And, oh, the love story… it’s enough to make the least romantic of you quiver at the knees, I swear. For those of you unfamiliar with the book or needing a little teaser, Claire Randall lives in 1945 before getting transported back to 1743 after touching a magic rock. She tries to get back her present life, but ends up falling in love with a Scottish Highlander. There are lots of politics going on; it’s just prior to the Jacobite rebellions, and the English army is terrorizing the Scots. The time travel thing sounds hokey, I know, but at least it is not overdone. If you can wrap your head around that one fact, you’ll be fine. I won’t give away any more!
After recovering from a romance-induced swoon as I turned the last page, I went online to read some reviews of the book. I’m always curious to know what others are thinking.

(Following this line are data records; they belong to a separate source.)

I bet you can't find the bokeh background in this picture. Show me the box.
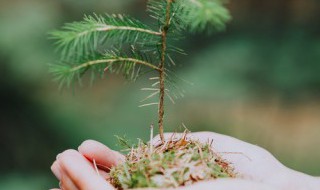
[0,0,319,189]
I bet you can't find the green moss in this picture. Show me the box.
[109,135,235,189]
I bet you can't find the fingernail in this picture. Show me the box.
[56,153,61,160]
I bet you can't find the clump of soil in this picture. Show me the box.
[109,132,235,189]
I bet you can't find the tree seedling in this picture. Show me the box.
[50,0,235,188]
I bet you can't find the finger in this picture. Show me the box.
[58,149,115,190]
[54,151,110,180]
[190,132,288,183]
[78,140,124,170]
[52,153,111,188]
[51,161,62,180]
[60,174,79,190]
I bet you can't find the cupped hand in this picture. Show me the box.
[50,140,124,190]
[51,132,319,190]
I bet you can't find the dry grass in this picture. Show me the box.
[109,132,235,189]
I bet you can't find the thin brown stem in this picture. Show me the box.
[69,58,161,73]
[158,0,172,143]
[76,25,161,39]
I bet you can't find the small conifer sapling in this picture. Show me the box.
[50,0,235,188]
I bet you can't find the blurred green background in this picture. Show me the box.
[0,0,319,189]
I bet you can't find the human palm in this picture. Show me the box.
[51,132,319,190]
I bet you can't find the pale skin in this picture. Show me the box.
[51,132,320,190]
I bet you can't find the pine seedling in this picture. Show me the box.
[50,0,233,188]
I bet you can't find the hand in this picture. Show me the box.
[50,140,124,190]
[155,132,320,190]
[51,132,320,190]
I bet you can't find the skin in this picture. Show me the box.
[51,132,320,190]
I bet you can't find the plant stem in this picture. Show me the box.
[96,25,162,36]
[69,58,161,72]
[158,0,172,143]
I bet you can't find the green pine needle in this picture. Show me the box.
[49,49,160,89]
[147,0,231,33]
[49,0,231,106]
[49,13,161,60]
[177,0,232,33]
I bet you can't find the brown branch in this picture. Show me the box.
[69,58,161,73]
[158,0,172,143]
[76,25,161,38]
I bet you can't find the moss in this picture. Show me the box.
[109,134,235,189]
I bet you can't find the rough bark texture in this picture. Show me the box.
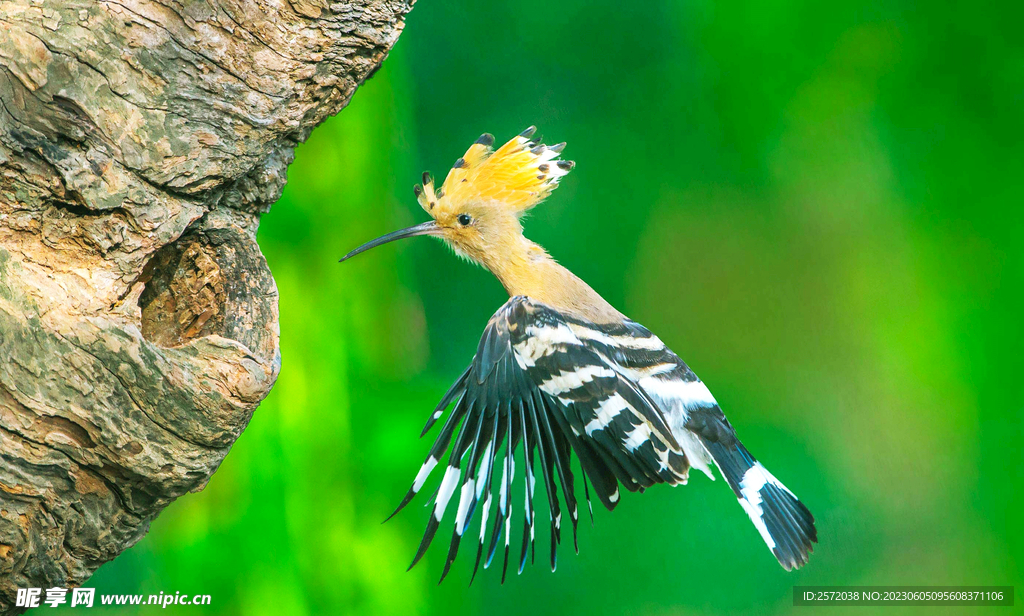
[0,1,412,612]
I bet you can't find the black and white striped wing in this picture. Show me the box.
[387,296,689,582]
[562,317,818,570]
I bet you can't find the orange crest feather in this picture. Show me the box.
[416,127,574,215]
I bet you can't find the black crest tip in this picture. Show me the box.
[519,126,537,138]
[475,133,495,146]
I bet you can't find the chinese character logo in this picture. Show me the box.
[71,588,96,607]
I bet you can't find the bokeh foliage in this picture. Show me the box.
[84,1,1022,614]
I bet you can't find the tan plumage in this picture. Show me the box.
[412,128,621,323]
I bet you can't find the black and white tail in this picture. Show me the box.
[702,439,817,570]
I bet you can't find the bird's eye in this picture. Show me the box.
[457,214,472,226]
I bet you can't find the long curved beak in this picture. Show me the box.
[339,220,441,263]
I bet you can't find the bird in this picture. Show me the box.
[339,127,817,583]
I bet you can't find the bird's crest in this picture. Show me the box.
[415,127,574,216]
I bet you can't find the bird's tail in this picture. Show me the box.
[701,438,817,570]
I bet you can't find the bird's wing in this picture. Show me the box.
[388,296,689,582]
[588,320,818,570]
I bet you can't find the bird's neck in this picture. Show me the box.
[484,237,624,324]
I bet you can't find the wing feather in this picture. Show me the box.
[390,296,688,581]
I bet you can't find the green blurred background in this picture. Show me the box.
[83,1,1023,614]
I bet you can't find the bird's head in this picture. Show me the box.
[340,127,574,271]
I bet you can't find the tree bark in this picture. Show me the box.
[0,1,412,612]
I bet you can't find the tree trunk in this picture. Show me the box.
[0,1,412,612]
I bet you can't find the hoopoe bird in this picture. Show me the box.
[340,127,817,582]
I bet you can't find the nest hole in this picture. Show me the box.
[138,226,276,360]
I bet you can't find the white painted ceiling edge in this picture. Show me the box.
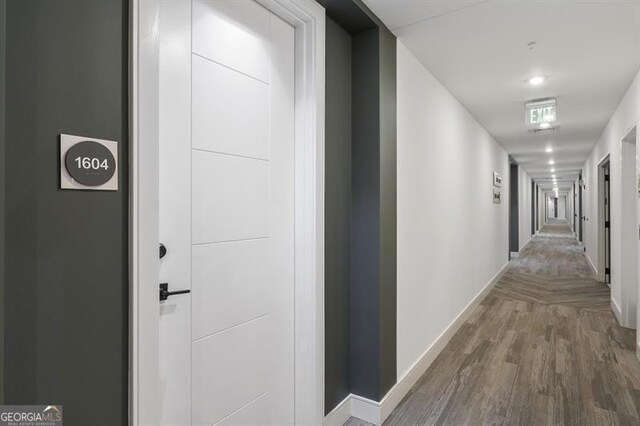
[363,0,640,191]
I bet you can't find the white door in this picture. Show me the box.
[558,196,566,220]
[157,1,295,424]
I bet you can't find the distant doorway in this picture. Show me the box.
[531,181,535,235]
[573,183,577,232]
[509,161,519,259]
[547,195,557,219]
[578,172,584,243]
[536,185,540,232]
[598,156,611,285]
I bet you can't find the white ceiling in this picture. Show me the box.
[364,0,640,190]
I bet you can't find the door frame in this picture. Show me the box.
[597,155,611,284]
[578,171,583,243]
[531,181,535,235]
[129,1,326,425]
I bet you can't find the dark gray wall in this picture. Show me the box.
[350,23,397,403]
[579,172,583,241]
[324,17,352,413]
[3,1,128,424]
[323,0,397,411]
[350,27,382,400]
[509,163,519,254]
[0,0,5,405]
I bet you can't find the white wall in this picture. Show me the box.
[518,166,532,250]
[397,41,510,378]
[581,70,639,328]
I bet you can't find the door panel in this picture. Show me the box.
[192,55,269,159]
[191,151,269,244]
[192,0,271,82]
[191,240,270,340]
[158,1,295,424]
[192,317,271,425]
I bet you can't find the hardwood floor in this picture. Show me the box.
[349,220,640,426]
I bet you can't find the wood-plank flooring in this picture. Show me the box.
[349,220,640,426]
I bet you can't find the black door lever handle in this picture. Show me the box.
[159,283,191,301]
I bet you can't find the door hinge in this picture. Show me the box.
[605,175,610,182]
[605,221,610,228]
[605,267,611,275]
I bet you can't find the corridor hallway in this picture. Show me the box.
[384,220,640,425]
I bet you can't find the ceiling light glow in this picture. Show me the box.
[528,76,545,86]
[545,147,553,153]
[549,160,555,165]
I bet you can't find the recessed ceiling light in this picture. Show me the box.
[539,122,551,129]
[550,168,555,172]
[545,147,553,153]
[552,174,556,178]
[549,160,555,165]
[528,76,545,86]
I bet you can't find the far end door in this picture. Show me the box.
[579,172,583,243]
[158,1,295,424]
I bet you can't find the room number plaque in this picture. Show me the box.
[60,134,118,190]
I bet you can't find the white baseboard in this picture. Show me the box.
[351,394,381,425]
[611,297,623,325]
[323,261,511,426]
[636,341,640,363]
[510,251,520,258]
[323,395,352,426]
[585,252,597,276]
[323,393,382,426]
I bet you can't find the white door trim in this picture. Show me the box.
[129,1,326,424]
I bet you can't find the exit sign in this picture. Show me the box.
[525,98,557,125]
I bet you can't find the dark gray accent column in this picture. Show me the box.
[321,0,397,410]
[350,27,381,400]
[350,24,397,402]
[0,0,5,405]
[579,173,583,242]
[324,17,352,412]
[536,185,539,231]
[378,25,397,398]
[531,181,535,235]
[509,162,519,256]
[3,1,128,423]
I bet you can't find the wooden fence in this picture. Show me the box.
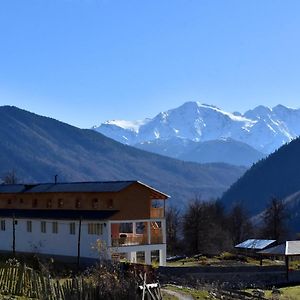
[0,261,162,300]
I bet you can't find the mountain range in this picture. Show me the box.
[94,102,300,166]
[0,106,245,208]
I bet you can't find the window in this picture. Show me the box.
[7,199,11,205]
[58,199,63,208]
[32,199,38,208]
[107,199,113,208]
[52,222,58,234]
[88,223,103,235]
[0,220,5,231]
[92,198,98,209]
[27,221,32,233]
[75,199,81,208]
[41,221,46,233]
[69,222,76,235]
[19,198,24,204]
[47,199,52,208]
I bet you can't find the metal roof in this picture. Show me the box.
[0,184,30,193]
[235,239,276,250]
[0,181,169,198]
[0,181,136,194]
[259,241,300,256]
[25,181,136,193]
[0,209,118,220]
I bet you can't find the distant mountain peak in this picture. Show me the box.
[93,102,300,154]
[102,119,148,132]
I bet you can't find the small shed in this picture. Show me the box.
[235,239,276,256]
[259,241,300,280]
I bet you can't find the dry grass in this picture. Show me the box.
[167,253,285,268]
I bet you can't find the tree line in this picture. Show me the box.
[166,197,289,256]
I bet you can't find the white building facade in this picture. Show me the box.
[0,181,168,266]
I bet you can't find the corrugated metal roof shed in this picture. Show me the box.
[258,244,286,255]
[259,241,300,256]
[235,239,276,250]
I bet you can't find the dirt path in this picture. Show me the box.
[161,288,194,300]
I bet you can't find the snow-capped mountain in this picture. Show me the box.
[93,102,300,155]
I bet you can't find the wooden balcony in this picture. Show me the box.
[151,233,163,244]
[111,232,163,247]
[112,234,148,247]
[150,207,164,218]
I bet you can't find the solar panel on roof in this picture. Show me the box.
[235,239,276,250]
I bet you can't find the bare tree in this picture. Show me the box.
[182,199,231,255]
[2,170,19,184]
[166,205,181,255]
[261,197,289,242]
[227,203,253,246]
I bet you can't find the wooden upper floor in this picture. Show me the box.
[0,181,169,220]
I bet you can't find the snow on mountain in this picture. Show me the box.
[93,102,300,154]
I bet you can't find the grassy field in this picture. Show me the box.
[162,285,300,300]
[249,286,300,300]
[162,284,209,299]
[166,252,286,268]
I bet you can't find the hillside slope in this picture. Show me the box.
[221,138,300,215]
[179,138,264,167]
[135,138,265,167]
[0,106,246,207]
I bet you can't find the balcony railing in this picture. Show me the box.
[150,207,164,218]
[111,232,163,247]
[112,234,148,247]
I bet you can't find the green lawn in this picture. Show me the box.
[163,284,209,299]
[167,253,285,268]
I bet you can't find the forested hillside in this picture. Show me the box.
[222,138,300,215]
[0,106,245,207]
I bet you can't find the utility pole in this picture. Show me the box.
[12,213,16,256]
[77,217,82,269]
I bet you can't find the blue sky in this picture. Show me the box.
[1,0,300,128]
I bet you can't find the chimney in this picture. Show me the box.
[54,175,58,184]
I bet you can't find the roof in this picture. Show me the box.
[235,239,276,250]
[26,181,135,193]
[0,181,169,198]
[0,209,118,220]
[259,241,300,256]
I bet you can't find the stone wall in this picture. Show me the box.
[158,266,300,288]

Apparently, “Outlander” has a bit of a bad reputation, since it’s often categorized in the romance section. I disagree. Yes, there are some pretty steamy scenes, but that’s not the focus of the book. The characterization of Claire and Jamie is great; they’re not portrayed as dashing hero and damsel-in-distress, by any means, but as flawed, intelligent human beings. It’s also not an easy read; there are scenes of torture that were disturbing, yet do a good job at portraying the brutality with which the English were known for treating the Scots. (Think “Braveheart.”) It may not be “classic” literature, but it’s a great read.
Has anyone else read it? What do you think?!